Attempts to identify Sirt-1 substrate specificity have been made in vitro without success (Blander et al. 2005). However, stereospecific catalytic preference for L-AcK versus the D-isomer has been demonstrated(Jamonnak et al. 2010). In fact, crystal structures of several sirtuins have revealed a highly conserved catalytic domain(Sanders et al. 2010), where NAD+ and acetyl-Lys enter from a cleft between a Rossmann fold domain and a smaller, structurally more variable Zn2+-binding domain. The peptide binding grooves are architecturally conserved but exhibit isoform-specific features such as charge distribution and shape details. Although certain sirtuins appear to lack sequence specificity, most studies find sirtuin selectivity for substrates with certain residue types around the deacetylation site (Cosgrove et al. 2006; Garske and Denu 2006; Smith et al. 2011). Sirt-1, for instance, has a preference for polar, mainly positively charged residues surrounding the deacetylation site, with non-charged residues inserted at positions +2, +3 and −2, correlated with the hydrophilic Sirt1 peptide binding groove, negatively charged on the bottom(Rauh et al. 2013). Thus, there is some specificity to the choice of silenced target genes, especially in uninfected controls, but other layers of biochemical histone modifications in particular positions, acetylations and methylations, which precede the regulation by this molecule, may be enhanced in the infected brain, particularly in cells that become activated such as microglia, and explaining a spectrum of outcomes. Curiously, a relative consistency of targets is observed, likely due to the consistency of the cell activation process and receptor-triggered pathways that precede transcription.

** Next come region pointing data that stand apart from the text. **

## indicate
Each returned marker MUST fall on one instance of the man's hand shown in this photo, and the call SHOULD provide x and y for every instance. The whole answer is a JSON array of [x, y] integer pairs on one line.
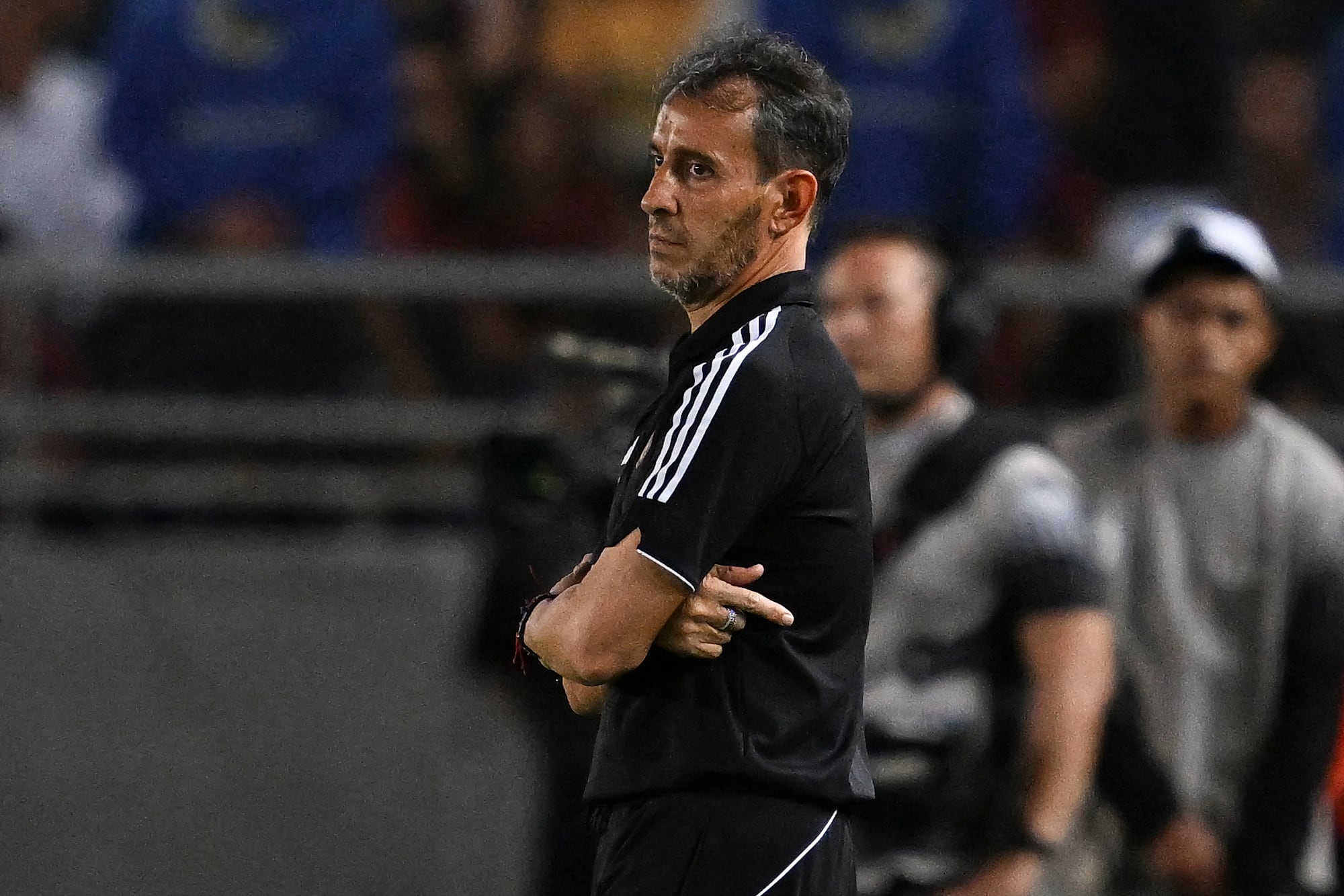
[[1009, 875], [698, 628], [1189, 855]]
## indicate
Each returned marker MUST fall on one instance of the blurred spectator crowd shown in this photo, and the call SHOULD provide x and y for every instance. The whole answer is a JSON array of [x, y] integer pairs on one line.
[[423, 126], [1041, 130]]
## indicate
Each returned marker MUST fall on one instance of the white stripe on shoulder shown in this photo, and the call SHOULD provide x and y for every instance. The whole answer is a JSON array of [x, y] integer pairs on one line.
[[687, 400], [683, 421], [648, 557], [790, 867], [760, 330]]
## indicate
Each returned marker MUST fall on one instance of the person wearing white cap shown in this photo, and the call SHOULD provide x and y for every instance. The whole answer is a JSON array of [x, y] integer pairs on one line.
[[1220, 526]]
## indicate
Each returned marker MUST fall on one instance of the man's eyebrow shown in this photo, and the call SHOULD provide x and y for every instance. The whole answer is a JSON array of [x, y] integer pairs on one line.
[[686, 155]]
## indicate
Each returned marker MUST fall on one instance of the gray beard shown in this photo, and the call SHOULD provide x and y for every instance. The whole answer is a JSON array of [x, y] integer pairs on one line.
[[734, 249]]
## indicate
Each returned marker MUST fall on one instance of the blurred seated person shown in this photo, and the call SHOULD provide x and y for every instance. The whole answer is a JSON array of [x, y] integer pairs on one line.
[[252, 124], [1221, 534]]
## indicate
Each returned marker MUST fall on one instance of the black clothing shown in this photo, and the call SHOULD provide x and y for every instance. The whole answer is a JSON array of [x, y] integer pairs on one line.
[[1280, 792], [753, 455], [706, 844]]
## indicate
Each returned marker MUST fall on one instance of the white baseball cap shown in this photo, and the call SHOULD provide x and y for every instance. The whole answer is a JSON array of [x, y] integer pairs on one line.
[[1204, 230]]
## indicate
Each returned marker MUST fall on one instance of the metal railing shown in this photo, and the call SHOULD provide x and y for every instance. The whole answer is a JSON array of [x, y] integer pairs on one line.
[[30, 421]]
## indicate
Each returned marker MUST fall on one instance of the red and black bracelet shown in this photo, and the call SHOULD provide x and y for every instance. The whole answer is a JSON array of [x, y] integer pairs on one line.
[[522, 654]]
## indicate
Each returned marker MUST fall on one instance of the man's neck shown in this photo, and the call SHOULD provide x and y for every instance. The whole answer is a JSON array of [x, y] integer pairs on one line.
[[1193, 421], [788, 253]]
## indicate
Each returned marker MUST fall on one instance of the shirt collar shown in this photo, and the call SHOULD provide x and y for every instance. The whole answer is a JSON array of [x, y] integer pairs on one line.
[[791, 288]]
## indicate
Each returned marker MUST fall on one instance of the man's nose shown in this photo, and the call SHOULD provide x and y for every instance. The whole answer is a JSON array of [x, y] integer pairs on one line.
[[659, 199]]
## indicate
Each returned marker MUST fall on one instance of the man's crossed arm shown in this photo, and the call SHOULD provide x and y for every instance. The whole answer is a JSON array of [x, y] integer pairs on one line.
[[607, 616]]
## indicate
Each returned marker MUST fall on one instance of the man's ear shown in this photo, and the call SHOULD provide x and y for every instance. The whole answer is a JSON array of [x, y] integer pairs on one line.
[[796, 197]]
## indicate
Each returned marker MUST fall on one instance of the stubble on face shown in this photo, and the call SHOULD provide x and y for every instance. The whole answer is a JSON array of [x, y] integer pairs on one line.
[[730, 253]]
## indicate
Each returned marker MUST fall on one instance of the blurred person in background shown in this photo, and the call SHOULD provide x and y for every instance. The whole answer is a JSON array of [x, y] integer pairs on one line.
[[58, 190], [252, 124], [1220, 533], [60, 194], [990, 656], [946, 124]]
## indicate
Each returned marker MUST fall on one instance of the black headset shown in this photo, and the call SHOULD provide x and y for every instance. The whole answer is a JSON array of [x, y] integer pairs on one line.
[[963, 319]]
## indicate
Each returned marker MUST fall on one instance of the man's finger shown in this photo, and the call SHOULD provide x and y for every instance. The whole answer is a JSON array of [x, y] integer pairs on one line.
[[739, 576], [752, 602]]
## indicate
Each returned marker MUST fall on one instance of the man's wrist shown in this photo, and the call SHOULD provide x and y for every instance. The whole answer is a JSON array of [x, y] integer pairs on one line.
[[522, 654]]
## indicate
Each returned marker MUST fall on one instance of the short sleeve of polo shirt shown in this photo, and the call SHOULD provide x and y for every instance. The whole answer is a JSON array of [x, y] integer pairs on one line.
[[726, 455]]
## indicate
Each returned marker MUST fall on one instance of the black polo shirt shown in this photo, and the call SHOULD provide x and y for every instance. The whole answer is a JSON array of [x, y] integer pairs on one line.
[[753, 455]]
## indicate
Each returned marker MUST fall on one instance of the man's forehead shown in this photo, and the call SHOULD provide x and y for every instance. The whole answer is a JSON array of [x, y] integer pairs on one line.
[[730, 100]]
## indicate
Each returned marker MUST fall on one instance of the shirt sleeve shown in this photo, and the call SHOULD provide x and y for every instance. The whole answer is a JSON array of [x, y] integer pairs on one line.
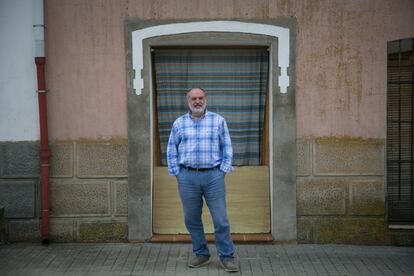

A role for Sirt-1 in the brain has been proposed, in controlling blood brain barrier proteins and HIV infection in pericytes (Castro et al. 2016). On the other hand, a potential ability of microglial Sirt-1 to control the onset of cognitive decline by affecting microglia and brain inflammatory components has been observed (Chen et al. 2005; Cho et al. 2015). Our results endorse a role for Sirt-1 in brain homeostasis, and offer a mechanism to explain HIV neuropathogenesis. It is important to acknowledge that cell preparations such as the ones used in this study, contain a small (<10%) number of cells of subtypes other than microglia, such as CD8 T cells and Natural killer cells, as reported by us in previous studies(Marcondes et al. 2001; Marcondes et al. 2010; Marcondes et al. 2015; Marcondes et al. 2006; Marcondes et al. 2003; Marcondes et al. 2008; Marcondes et al. 2013). However, changes in these minor populations, although meaningful, are also only detectable in the isolated subsets. Conversely, the changes that we have observed in this study by enriching the microglial/myeloid cell pool were not observed in whole brain tissue preparations (not shown). This suggests that subset-specific changes can be missed by whole tissue approaches. This also points to the necessity of a future examination of Sirt-1 binding patterns in minor immune cell subpopulations from the brain. It is also important to acknowledge that animals with SIVE have a higher viral load and faster disease progression compared to SIV animals(Bortell et al. 2015). Whether differences in the epigenetic control of gene expression by Sirt-1 and its associated factors, in other pathways could contribute to this effect, remains to be established. Our analysis suggests that innate immune activity, viral control and disease progression are tightly linked to aging.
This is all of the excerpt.